2) Read the extract from Alice in Wonderland, and explain why it illustrates the points mentioned in the website article
a) Alice surveys the room and takes great pleasure in identifying the various features of a court of law that she has read about. Alice notices that all of the jurors are writing things down on their slates which surprises her as the trial has not started yet.
b) the King calls for a verdict. The Queen demands that the sentence come before the verdict. Alice chaffs at this proposal and criticizes the Queen, who calls for Alice’s beheading.
- Alice has failed to find meaning in Wonderland but hopes that she will find logic and order in the trial. She sees the Wonderland court as a true court of justice, viewing the institution of law as a refuge of sanity in which an objective and undeniable truth will prevail. She excitedly identifies the various components of a court of law, such as the jury box and the jurors. The similarities of the Wonderland court to an aboveground court reinforce Alice’s faith in the sanctity of law and the trial becomes to the last opportunity to realize her need for coherence and sanity.

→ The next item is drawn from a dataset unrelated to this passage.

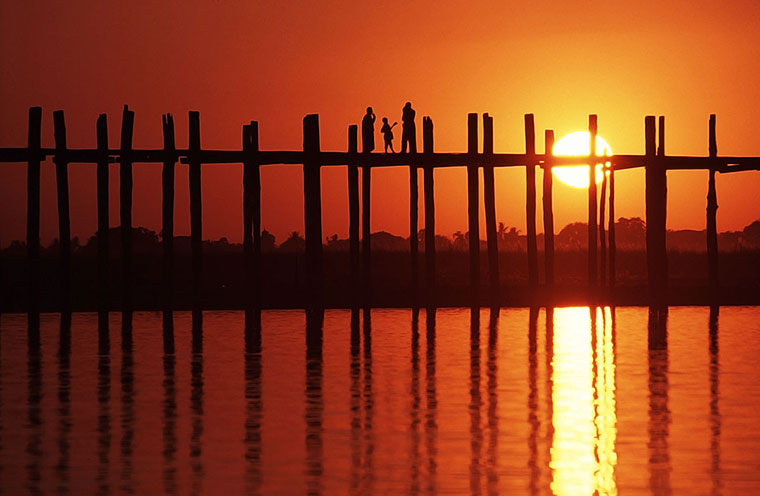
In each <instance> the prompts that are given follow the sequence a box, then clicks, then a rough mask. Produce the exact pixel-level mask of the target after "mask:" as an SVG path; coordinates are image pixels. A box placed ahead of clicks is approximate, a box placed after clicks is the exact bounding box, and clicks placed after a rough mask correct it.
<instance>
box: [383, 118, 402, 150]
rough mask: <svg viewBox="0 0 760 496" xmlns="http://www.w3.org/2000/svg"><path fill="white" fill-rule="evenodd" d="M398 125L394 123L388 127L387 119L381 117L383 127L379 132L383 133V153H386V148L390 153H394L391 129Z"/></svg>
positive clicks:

- But Alice quickly realizes that in a world without meaning, the search for truth and order can only be a sham/a fraud. The trial mocks the legal process. The absurdity of the legal trial > 👩🏼🏫 Carroll indicts the legal system in Wonderland as a way of critiquing the legal system in our own world.
👩🏼🏫 To conclude, Carrol uses his character, Alice, to denounce the notion of justice in the Victorian Era: Alice finally defies the queen: “Stuff and nonsense!’ said Alice loudly. ‘The idea of having the sentence first!’… ‘Who cares for you?’ said Alice, (she had grown to her full size by this time.) ‘You’re nothing but a pack of cards!’
3. Observe the pictures and then, develop the link between them and the texts.
- Picture 1: the trial of a pickpocket (a child). Pickpocketing was regarded as a ‘petty crime’ and the young pickpocket in the picture may be sentenced to criminal deportation (for life), probably to New South Wales, Britain’s antipodean penal colony.
- Picture 2: the public hanging of Marie and Frederick Manning.
👩🏼🏫 FYI:
- On November 13, 1849, a crowd of over 30,000 people gathered outside a prison in South London to witness the public execution of Marie and Frederick Manning. Marie and Frederick, a married couple, had recently murdered Marie’s wealthy former lover, Patrick O’Connor. Given that this was the first married couple to be hanged in over a century, the publicity was intense, and it became known as “The hanging of the century.”
- Charles Dickens, the famous author, attended the execution and wrote a letter to the Times expressing his revulsion at the proceedings.
“I was a witness of the execution at Horsemonger Lane this morning” “I believe that the a sight so inconceivably awful as the wickedness and levity of the crowd collected at that execution this morning.” “When the two miserable creatures who attracted all this ghastly sight about them were turned quivering into the air there was no more emotion, no more pity, no more thought that two immortal souls had gone to judgement, than if the name of Christ had never been heard in this world.”
Dickens was one of a number of influential people who campaigned against public hangings and they were finally abolished in 1868.
- At that time, trials were quick and did not serve a fair legal system. The most powerful beings (e.g. The Queen, the King) were often innocent while the poorest, less fortunate people were considered guilty (and had to prove their innocence). They also made the rules (no matter how absurd and illogical they were).
- The punishments were merciless. The capital sentence was often pronounced. Though a public hanging provided a sort of entertainment to the crowds, the executions were the target of harsh criticism, cf. Dickens’s letter to the Times: https://fs.blog/2014/11/charles-dickens-to-the-times/
- The last executions by hanging in the UK took place in 1964.